"Esperancio e Inocenza"
Háganse un inmenso favor. Acudan al Museo del Prado y rindan atenta peregrinación al genio visionario de Francis Bacon. No por lo que fue ni porque pintó lo que pintó y cómo lo pintó; no sólo por eso, quiero decir. Descubran, en su universo fracturado, sombrío, un universo ético-estético para el que no existen adjetivos que no suenen ramplones, los rostros del presente. Yo tuve la suerte de explorar los delicados senderos de nuestra primera pinacoteca, poblados en esta ocasión de criaturas feroces o dignas de compasión debidas al artista que aprendió de Velázquez y que se perdió consigo mismo en el Prado, para encontrarse. Tuve la suerte, decía, de recibir además los conocimientos de Manuela Mena y Miguel Zugaza, excelente compañía: no es pequeño regalo.
Sitúense delante del rostro de Inocencio y vean sus rasgos y deformidades"
Pero los ojos y la razón bastan para entregarse al descubrimiento de esta impagable versión Bacon de la monstruosidad del Poder y del dolor de sus víctimas. Lo humano sin tapujos ni coartadas, por un lado: la tortura, el espanto y, como consecuencia, una estremecedora compasión. Pero, sobre todo, el Poder que aplasta y maltrata. Esas yuxtaposiciones, esos rostros que se paren a sí mismos en la oscuridad del mando, en las heladas cimas de la plutocracia, en la rapiña. Retratos que nacieron en épocas anteriores y que definen la cochambre eterna, la perversidad, lo que antes llamábamos "la explotación del hombre por el hombre", y que ahora podemos hallar en las primeras planas de los periódicos impresos, en las pantallas de nuestros ordenadores y televisores. Manchándonos, contaminándonos, minándonos.

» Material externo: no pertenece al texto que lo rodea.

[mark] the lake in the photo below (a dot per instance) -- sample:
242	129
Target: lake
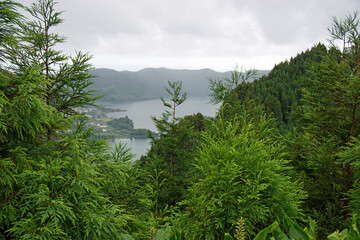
141	111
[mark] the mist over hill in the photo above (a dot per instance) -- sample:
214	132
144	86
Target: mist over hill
149	83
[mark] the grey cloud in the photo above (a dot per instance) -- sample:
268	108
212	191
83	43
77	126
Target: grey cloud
198	28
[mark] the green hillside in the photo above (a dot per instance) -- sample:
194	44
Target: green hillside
149	83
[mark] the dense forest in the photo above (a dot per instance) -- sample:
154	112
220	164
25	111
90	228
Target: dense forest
123	86
279	161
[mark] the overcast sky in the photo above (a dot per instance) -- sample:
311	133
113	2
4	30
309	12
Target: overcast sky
195	34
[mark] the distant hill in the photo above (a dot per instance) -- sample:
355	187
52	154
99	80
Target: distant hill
149	83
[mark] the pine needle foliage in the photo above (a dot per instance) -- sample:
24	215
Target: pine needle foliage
243	174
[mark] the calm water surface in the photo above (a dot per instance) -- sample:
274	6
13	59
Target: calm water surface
141	111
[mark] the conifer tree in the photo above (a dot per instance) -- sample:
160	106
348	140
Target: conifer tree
68	75
242	175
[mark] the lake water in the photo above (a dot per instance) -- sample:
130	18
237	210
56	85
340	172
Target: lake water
141	111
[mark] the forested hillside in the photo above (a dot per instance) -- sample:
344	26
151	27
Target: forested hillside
279	161
149	83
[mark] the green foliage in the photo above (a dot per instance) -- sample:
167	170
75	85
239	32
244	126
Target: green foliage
287	230
243	174
221	88
68	76
9	16
352	233
279	91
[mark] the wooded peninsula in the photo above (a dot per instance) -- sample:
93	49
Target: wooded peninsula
280	160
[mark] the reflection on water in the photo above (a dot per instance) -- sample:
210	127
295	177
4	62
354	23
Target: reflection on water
141	111
139	146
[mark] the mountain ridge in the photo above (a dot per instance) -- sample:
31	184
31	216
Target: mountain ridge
149	83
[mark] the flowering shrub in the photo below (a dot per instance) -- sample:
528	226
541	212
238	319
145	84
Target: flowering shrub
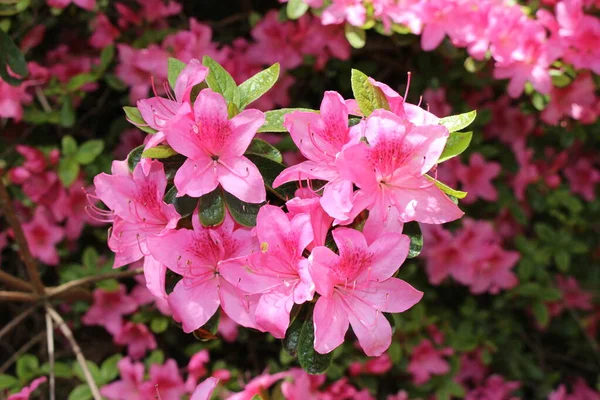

Es mucho el alcance de la exposición e inabarcables las preguntas que sugieren, las respuestas que proponen. Pero en mi recuerdo permanecerán, indelebles, los retratos de la sala más sombría (no por iluminación, sino por esos rostros, esas figuras que representan lo peor de lo humano), esas pinceladas precisas con que el genio sacó a la superficie y para siempre la retorcida, sórdida verdad. Esos hombres encastillados, esa amoralidad que casi se huele, esa quietud letal de los que permanecen en la sombra y mueven los hilos. Podrían ser mafiosos, podrían ser banqueros, podrían ser empresarios, podrían ser desclasados y arribistas, podrían ser políticos de mala sangre, podrían...
Entonces llegamos a la culminación del horror: los estudios y variaciones sobre el retrato del papa Inocen-
cio X pintado por Velázquez. Ah, señores y señoras, damas y caballeros. Quitémonos los ropajes con que nos defendemos habitualmente, permitamos que la maldad, la brutalidad, el sadismo y el refinamiento de aquella encarnación del cinismo religioso y político que fue Inocencio X nos golpeen con su más rigurosa actualidad. No cuesta nada identificar ese material humano, en su descomposición moral, con los altos jerarcas religiosos que, hoy más que en el inmediato ayer, pretenden legislar nuestras vidas y condenar nuestras muertes, o viceversa; anular nuestro sexo, pervertir nuestra bondad, aniquilar la ética para meterla en un incensario y devolvérnosla convertida en una nube hipócrita.
Inocencio: qué nombre para un Papa que condenó el tratado de paz que puso fin a una guerra que desgarró a Europa durante 30 años.
En Inocencio se resumen otros nombres de mucha actualidad. Esperanza -igualmente inadecuado- podría ser uno. Háganse ese otro favor. Sitúense delante del auténtico rostro de Inocencio (que ya Velázquez captó: esa mano crispada, esa boca), visto por Bacon, y vean en sus rasgos y deformidades el espíritu de la esperanza de hogaño que parece de antaño. Es curioso que a la Thatcher original, la inglesa, las pinturas de Francis Bacon le parecieran "trozos de carne". A la Aguirre, que es peor que su sosias británica -quien al fin y al cabo era de clase baja: todavía hay clases de desapego social-, le da por deshacerse en elogios. ¿Porque no se ve? ¿O porque cree que así se desmarca de su reflejo? No sé. A mí, estas aristócratas que nunca encanecerán en una sola noche me resultan inescrutables.
No así los retratos que nos las reflejan. A ellas, a sus adláteres, a sus corruptos y a sus cardenales.